Download or read book Material Beings written by Peter Van Inwagen and published by Cornell University Press. This book was released on 1990-12-04 with total page 310 pages. Available in PDF, EPUB and Kindle. Book excerpt: According to Peter van Inwagen, visible inanimate objects do not, strictly speaking, exist. In defending this controversial thesis, he offers fresh insights on such topics as personal identity, commonsense belief, existence over time, the phenomenon of vagueness, and the relation between metaphysics and ordinary language.

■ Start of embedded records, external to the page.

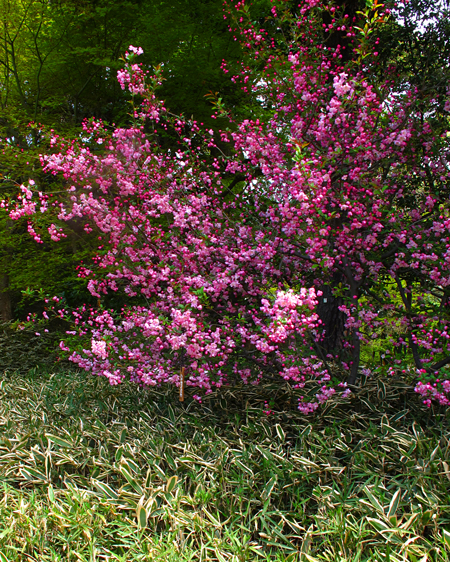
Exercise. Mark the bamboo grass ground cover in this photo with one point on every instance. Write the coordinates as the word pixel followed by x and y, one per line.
pixel 91 472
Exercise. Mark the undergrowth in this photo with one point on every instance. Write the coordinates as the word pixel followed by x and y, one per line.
pixel 91 472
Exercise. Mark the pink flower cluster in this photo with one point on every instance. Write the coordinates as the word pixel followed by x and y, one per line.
pixel 229 285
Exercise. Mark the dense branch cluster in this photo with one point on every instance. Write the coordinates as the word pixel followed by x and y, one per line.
pixel 233 263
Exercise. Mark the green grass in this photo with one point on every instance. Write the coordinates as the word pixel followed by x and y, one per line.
pixel 91 472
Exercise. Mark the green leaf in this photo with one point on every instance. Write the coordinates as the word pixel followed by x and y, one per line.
pixel 394 504
pixel 171 483
pixel 105 489
pixel 58 441
pixel 142 515
pixel 446 537
pixel 269 487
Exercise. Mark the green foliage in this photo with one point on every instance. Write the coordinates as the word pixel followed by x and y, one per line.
pixel 90 471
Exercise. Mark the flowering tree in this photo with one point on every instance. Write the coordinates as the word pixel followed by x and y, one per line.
pixel 231 264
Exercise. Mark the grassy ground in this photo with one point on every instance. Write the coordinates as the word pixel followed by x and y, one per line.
pixel 91 472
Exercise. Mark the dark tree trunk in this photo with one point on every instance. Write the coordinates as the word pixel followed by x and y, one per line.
pixel 5 299
pixel 333 321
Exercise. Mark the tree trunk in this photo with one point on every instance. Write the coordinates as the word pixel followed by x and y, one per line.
pixel 333 321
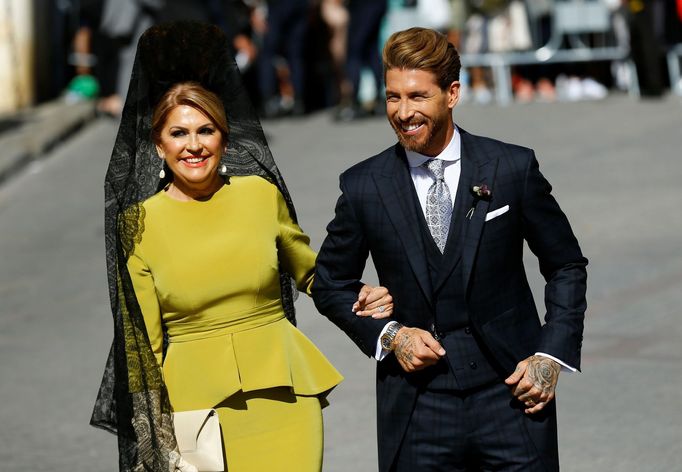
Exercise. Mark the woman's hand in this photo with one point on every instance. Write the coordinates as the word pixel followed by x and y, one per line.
pixel 374 301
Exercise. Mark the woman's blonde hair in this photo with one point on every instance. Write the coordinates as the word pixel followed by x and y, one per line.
pixel 194 95
pixel 423 49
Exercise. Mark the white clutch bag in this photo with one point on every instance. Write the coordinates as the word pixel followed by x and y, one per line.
pixel 198 435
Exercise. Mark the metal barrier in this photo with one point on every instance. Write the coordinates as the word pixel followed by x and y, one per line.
pixel 584 25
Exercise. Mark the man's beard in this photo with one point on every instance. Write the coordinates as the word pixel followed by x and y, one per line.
pixel 418 144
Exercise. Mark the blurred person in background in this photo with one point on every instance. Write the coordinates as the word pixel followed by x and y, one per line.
pixel 362 51
pixel 466 372
pixel 202 250
pixel 284 38
pixel 493 26
pixel 122 24
pixel 335 15
pixel 648 20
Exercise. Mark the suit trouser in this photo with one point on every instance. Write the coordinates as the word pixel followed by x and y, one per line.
pixel 480 430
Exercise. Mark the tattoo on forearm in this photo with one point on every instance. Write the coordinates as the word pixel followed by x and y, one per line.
pixel 404 348
pixel 544 373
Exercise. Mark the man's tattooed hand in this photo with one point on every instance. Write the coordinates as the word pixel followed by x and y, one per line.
pixel 534 381
pixel 416 349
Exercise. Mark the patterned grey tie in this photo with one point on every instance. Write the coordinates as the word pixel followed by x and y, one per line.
pixel 438 204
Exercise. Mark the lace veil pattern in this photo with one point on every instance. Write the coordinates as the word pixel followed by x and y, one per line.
pixel 132 401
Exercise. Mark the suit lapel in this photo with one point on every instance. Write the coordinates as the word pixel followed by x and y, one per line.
pixel 484 169
pixel 396 191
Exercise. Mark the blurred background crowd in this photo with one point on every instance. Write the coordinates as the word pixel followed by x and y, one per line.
pixel 299 56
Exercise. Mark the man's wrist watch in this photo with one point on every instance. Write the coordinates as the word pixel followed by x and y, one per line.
pixel 389 335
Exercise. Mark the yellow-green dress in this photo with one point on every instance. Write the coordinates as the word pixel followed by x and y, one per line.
pixel 207 273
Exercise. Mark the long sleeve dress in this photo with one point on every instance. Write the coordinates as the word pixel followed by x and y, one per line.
pixel 206 272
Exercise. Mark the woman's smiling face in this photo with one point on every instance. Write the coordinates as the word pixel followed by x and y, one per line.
pixel 191 145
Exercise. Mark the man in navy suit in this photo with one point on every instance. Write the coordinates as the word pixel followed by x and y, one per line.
pixel 466 373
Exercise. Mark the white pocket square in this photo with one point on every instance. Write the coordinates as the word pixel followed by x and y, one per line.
pixel 495 213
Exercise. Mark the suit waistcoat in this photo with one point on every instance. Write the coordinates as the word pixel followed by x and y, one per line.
pixel 466 364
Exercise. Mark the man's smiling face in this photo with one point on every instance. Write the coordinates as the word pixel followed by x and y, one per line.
pixel 419 111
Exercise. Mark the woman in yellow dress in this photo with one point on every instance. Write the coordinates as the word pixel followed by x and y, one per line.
pixel 201 301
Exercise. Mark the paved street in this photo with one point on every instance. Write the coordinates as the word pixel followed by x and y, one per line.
pixel 616 167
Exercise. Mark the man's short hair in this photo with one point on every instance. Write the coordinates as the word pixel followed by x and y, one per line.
pixel 423 49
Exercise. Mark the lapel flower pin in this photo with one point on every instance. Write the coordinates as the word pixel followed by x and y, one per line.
pixel 480 192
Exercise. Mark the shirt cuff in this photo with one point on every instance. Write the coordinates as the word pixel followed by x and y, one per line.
pixel 380 353
pixel 564 367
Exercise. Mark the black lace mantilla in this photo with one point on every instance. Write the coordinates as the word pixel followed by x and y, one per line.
pixel 132 401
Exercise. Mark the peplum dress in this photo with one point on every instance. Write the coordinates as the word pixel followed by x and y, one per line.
pixel 206 272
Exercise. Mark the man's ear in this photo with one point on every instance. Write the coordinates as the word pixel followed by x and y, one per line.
pixel 453 94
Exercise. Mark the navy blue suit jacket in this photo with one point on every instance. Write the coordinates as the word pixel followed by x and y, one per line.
pixel 376 215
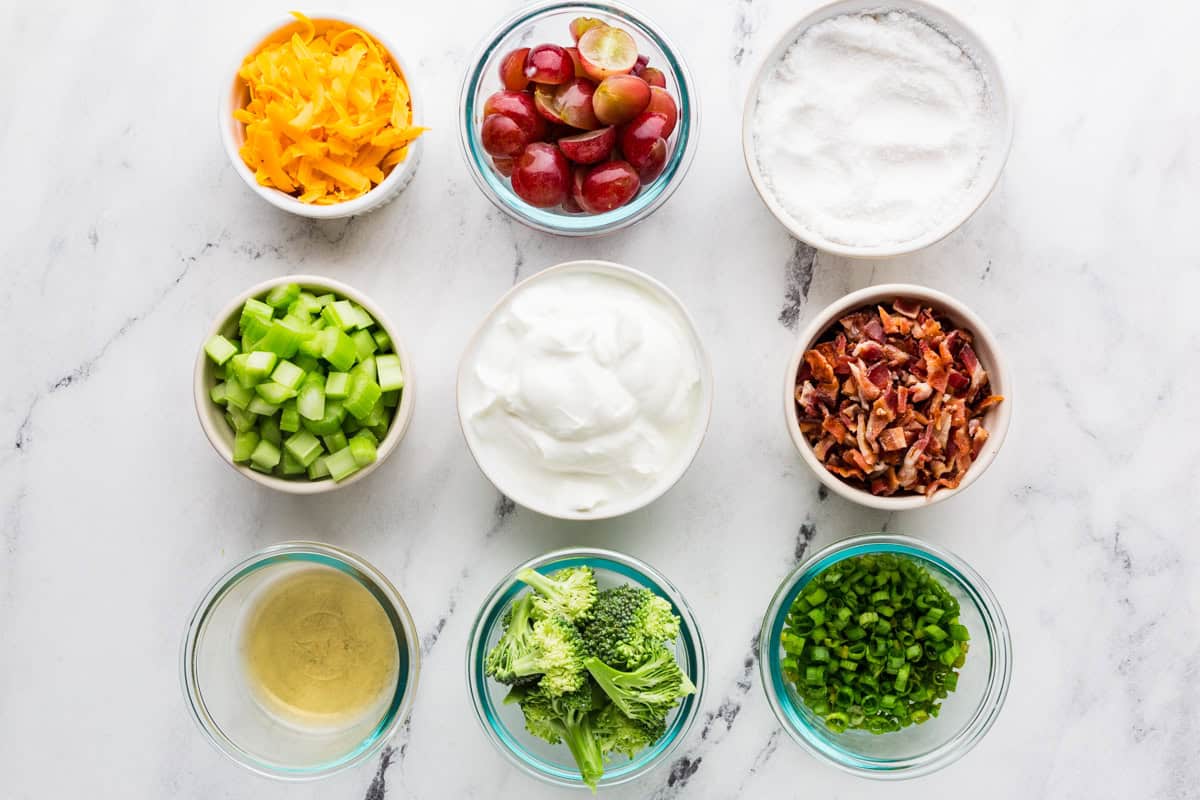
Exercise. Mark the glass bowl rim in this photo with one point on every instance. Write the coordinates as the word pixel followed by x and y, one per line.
pixel 647 200
pixel 381 588
pixel 690 637
pixel 978 593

Book Democracy and Political Ignorance

Download or read book Democracy and Political Ignorance written by Ilya Somin and published by Stanford University Press. This book was released on 2013-10-02 with total page 277 pages. Available in PDF, EPUB and Kindle. Book excerpt: One of the biggest problems with modern democracy is that most of the public is usually ignorant of politics and government. Often, many people understand that their votes are unlikely to change the outcome of an election and don't see the point in learning much about politics. This may be rational, but it creates a nation of people with little political knowledge and little ability to objectively evaluate what they do know. In Democracy and Political Ignorance, Ilya Somin mines the depths of ignorance in America and reveals the extent to which it is a major problem for democracy. Somin weighs various options for solving this problem, arguing that political ignorance is best mitigated and its effects lessened by decentralizing and limiting government. Somin provocatively argues that people make better decisions when they choose what to purchase in the market or which state or local government to live under, than when they vote at the ballot box, because they have stronger incentives to acquire relevant information and to use it wisely.